Certaines choses ne changeaient pas avec le temps. Si j’avais toujours traité mes créatures comme mes égales, il en allait de même avec celles des autres. D’ailleurs, cette année j’avais décidé d’offrir un petit quelque chose à chaque personne travaillant à Olympe. Des fois, ce n’était pas grand-chose, et ce n’était pas réellement des plus personnalisés mais j’avais essayé de faire en sorte que tout le monde sache que son travail était apprécié. Lorsque je connaissais un petit peu plus, forcément je faisais l’effort de personnalisation. J’avais par exemple offert une nouvelle boite de crayon de couleurs et un livre de coloriage à Iota, en plus de lui promettre de venir lui lire de nouvelles histoires. Je comptais prochainement lui faire la lecture des Harry Potter d’ailleurs. J’avais également, pu offrir un livre avec des modèles de tricot à reproduire pour Nora en recueillant des informations sur ses goûts. Quant à Cookie, je m’étais dit que du nouveau matériel pour sa salle d’entrainement ne serait pas de trop. J’avais demandé de l’aide à Athéna pour cela. Personnellement, hormis les arcs je ne m’y connaissais pas vraiment.

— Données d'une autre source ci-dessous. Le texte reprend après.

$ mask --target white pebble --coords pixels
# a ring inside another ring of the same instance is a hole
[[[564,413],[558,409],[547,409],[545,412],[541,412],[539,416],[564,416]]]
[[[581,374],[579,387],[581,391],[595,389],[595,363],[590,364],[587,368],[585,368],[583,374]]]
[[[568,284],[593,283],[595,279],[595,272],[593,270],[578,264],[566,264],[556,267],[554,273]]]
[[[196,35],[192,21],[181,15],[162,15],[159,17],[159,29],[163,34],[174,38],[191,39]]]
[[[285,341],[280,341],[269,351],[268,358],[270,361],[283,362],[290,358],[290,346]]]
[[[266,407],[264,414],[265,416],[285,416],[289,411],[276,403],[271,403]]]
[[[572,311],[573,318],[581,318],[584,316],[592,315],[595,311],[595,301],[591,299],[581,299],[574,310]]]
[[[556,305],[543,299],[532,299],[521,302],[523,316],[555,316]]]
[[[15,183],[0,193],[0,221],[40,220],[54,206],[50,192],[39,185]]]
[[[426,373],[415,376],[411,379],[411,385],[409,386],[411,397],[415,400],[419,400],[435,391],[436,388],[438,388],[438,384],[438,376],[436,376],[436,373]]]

A nouveau, je n’avais rien dit durant le long de la durée de l’échange entre Cookie et Anatole. Me contentant de noter dans un coin de ma tête, que refaire la décoration de l’endroit ne serait pas du luxe. Et puis, cela avait l’air de lui tenir à cœur. Je me promis d’en parler à Apollon, le plus rapidement possible. Il était le dieu des arts après tout. Même si parfois ses goûts laissaient à désirer –je me rappellerais toujours de la fresque des nymphes dans la salle de bain de notre villa Florentine- il serait le plus qualifié pour répondre à ce genre de sollicitation. Et en laissant ces réflexions de côté, que je me contentais de jeter un regard intrigué en direction d’Anatole :

« Je ne vais pas te proposer un combat. Rassure-toi. Pas que je pense que tu ne pourrais pas gagner, mais... pour être tout à fait honnête, je doute que je puisse ta battre. Je manque sérieusement d'entraînement. »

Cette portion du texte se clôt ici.